It took me almost two years to find the book again and read the rest. I couldn’t remember the title or the author’s name, only the story, and after a while I began to believe that I had dreamed the whole thing. When I finally came across the book on the library’s shelves, I couldn’t believe my eyes. It was as though a fantasy had suddenly become real.

Ned and Nora live in a Gothic monstrosity of a house in Concord, Massachusetts, with their aunt and uncle. Aunt Lily teaches piano lessons to support the family because Uncle Freddy—who used to be a famous scholar—has lost his mind and spends his days arguing with marble busts of Thoreau and Emerson. The children have a run-in with a couple of town worthies who consider the house and the family a blot on their sacred soil and threaten to take the house for unpaid taxes and burn it down.

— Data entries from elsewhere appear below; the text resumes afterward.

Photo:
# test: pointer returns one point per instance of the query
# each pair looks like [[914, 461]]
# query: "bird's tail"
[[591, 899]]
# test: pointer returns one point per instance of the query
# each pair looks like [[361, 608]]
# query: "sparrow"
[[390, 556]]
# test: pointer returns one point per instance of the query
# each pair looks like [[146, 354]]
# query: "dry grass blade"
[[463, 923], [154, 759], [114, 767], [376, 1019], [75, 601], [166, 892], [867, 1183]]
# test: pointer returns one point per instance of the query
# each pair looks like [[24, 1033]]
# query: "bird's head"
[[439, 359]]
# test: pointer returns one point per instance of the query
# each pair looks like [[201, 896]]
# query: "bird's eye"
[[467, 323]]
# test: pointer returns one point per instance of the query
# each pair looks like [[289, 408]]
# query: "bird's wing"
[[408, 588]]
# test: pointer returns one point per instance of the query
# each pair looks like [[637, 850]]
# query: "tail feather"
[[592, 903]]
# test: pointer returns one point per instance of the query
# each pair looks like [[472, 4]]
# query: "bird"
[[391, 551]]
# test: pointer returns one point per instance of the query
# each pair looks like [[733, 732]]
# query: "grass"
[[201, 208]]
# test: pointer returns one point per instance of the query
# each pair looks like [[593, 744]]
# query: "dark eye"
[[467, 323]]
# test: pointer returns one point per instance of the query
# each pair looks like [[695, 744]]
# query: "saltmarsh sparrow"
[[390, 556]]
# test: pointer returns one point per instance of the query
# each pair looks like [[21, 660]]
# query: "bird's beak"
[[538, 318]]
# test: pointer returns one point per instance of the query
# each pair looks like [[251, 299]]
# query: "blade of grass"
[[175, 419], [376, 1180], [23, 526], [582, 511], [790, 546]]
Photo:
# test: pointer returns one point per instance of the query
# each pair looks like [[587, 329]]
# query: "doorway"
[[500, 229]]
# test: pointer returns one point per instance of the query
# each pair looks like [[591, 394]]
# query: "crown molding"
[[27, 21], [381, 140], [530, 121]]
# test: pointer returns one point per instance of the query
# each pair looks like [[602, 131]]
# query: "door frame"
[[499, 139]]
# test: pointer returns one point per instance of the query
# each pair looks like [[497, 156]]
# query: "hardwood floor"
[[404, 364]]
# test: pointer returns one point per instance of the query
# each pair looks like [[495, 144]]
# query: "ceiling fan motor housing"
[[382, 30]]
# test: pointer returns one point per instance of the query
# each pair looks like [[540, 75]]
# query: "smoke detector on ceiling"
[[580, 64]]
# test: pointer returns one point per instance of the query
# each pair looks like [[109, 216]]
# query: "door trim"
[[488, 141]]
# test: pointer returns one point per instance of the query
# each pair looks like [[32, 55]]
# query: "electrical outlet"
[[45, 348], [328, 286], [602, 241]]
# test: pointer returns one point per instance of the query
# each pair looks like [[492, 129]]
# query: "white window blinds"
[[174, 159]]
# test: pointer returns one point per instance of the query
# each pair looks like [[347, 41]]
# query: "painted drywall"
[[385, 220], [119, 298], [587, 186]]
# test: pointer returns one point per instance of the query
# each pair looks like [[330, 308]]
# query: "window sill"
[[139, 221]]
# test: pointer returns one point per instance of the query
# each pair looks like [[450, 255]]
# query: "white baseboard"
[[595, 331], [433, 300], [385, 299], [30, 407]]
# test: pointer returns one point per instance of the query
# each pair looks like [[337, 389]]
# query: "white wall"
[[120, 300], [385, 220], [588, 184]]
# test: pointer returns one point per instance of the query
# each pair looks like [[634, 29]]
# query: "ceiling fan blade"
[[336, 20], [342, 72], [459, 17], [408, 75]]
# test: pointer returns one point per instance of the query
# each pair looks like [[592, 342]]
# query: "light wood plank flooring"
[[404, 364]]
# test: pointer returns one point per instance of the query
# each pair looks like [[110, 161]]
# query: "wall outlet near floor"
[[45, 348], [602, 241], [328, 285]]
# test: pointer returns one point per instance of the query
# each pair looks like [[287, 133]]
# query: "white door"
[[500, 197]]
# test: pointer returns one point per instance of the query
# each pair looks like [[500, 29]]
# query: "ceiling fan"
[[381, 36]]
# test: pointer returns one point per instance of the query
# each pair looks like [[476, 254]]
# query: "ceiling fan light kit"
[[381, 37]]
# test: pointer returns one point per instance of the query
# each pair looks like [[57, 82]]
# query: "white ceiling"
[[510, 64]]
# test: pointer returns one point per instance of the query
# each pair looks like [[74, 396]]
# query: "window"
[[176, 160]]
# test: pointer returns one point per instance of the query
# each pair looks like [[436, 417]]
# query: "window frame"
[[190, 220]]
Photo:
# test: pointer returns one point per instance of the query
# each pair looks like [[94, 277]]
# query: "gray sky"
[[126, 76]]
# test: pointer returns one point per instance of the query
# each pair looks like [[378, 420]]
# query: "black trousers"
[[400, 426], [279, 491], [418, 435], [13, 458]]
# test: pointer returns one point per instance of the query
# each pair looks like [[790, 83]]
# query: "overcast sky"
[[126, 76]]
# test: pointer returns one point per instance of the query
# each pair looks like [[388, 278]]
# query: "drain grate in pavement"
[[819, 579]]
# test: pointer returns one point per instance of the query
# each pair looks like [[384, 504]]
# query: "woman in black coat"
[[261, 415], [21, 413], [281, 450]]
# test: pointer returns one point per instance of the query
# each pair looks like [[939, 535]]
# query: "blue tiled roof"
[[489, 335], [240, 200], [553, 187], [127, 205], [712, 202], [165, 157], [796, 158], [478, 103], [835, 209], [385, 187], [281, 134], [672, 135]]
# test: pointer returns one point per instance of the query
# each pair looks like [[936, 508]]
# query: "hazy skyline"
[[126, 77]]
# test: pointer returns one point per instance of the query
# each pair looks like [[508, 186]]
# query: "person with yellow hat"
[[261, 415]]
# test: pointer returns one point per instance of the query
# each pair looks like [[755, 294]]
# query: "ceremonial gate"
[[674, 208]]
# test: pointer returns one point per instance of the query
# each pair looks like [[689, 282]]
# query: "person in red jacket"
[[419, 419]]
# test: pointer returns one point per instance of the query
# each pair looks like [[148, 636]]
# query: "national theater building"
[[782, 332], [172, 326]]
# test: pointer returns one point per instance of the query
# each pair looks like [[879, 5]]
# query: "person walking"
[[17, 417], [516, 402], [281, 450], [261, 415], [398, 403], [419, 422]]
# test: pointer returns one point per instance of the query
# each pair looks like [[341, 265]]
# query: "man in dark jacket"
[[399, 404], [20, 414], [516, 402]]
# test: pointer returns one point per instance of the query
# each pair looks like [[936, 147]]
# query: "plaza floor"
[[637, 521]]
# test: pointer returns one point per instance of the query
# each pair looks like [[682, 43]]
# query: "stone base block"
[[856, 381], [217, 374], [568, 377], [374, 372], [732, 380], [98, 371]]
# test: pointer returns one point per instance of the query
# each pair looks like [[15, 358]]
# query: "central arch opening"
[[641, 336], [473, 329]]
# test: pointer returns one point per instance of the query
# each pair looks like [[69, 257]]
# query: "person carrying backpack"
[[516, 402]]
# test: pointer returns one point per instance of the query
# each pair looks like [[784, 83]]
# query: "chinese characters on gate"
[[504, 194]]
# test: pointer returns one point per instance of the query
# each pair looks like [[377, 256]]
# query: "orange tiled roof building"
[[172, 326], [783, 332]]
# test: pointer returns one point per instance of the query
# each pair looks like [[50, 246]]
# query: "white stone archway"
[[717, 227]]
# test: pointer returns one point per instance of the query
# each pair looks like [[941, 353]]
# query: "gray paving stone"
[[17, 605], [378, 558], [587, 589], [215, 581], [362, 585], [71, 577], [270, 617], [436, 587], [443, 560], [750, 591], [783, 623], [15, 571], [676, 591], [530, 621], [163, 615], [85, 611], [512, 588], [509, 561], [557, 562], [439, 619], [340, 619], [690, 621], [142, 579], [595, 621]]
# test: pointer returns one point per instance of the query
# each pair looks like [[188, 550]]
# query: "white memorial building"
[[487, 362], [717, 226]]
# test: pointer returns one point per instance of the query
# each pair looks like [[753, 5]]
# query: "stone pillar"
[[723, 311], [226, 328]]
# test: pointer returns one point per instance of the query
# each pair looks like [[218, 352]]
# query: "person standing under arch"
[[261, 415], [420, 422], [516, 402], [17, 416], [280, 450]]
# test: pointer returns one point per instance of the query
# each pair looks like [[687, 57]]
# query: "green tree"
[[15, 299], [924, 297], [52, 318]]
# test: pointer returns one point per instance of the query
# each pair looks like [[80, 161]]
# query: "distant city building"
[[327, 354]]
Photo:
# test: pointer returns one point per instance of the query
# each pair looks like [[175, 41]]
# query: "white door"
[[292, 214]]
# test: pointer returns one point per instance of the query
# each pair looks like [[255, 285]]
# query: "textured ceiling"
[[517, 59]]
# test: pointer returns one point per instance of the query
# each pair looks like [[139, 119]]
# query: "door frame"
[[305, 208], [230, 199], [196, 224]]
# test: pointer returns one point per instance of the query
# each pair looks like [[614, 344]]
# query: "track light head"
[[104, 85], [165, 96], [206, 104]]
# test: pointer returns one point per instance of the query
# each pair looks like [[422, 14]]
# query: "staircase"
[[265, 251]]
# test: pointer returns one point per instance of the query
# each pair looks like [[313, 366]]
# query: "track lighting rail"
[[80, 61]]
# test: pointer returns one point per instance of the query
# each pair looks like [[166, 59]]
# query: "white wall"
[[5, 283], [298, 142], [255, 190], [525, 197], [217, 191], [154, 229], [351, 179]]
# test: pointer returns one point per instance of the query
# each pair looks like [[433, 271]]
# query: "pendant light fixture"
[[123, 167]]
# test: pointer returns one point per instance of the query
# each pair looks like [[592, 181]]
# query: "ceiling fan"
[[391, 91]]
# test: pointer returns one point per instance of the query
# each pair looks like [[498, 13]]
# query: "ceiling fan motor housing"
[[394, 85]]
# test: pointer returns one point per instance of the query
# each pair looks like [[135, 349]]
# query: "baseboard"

The children discover a mysterious room at the top of the house with some dusty toys and two twin beds. Confronting Aunt Lily, they learn that Lily and Freddy’s youngest sister and brother had gone missing from that room as children, followed by Lily’s sweetheart, Prince Krishna. Ned and Nora decide to sleep in the room themselves. In their dreams, they are plunged into magical adventures, adventures which turn dangerous.

There are a few books I read as a child whose images have become so ingrained in my thoughts that they have become part of my private mythology. This is one of them. It wasn’t until I was grown and had read Emerson and Thoreau for myself that I recognised that each adventure embodies one of the Transcendentalist ideas and images, such as the rough wooden harp the children find while climbing in an elm tree, an aeolian harp, although it is not named in the book. The wind blowing across the harp strings translates the voices of nature into sounds they could understand: “‘These trees and stones are audible to me,'” as Uncle Freddy quotes Emerson.

The adventure that I think about most often, though, is the one where they go into a mirror and find two statues of themselves, two of Nora, two of Ned, a little older than their current age. Ned and Nora separate, each choosing one of their statues. Behind that one stand two more. Their choices eventually lead them to statues of themselves as adults, at which point they are able to see if they have chosen wisely. Unlike real life, though, they are able to go back and make different choices.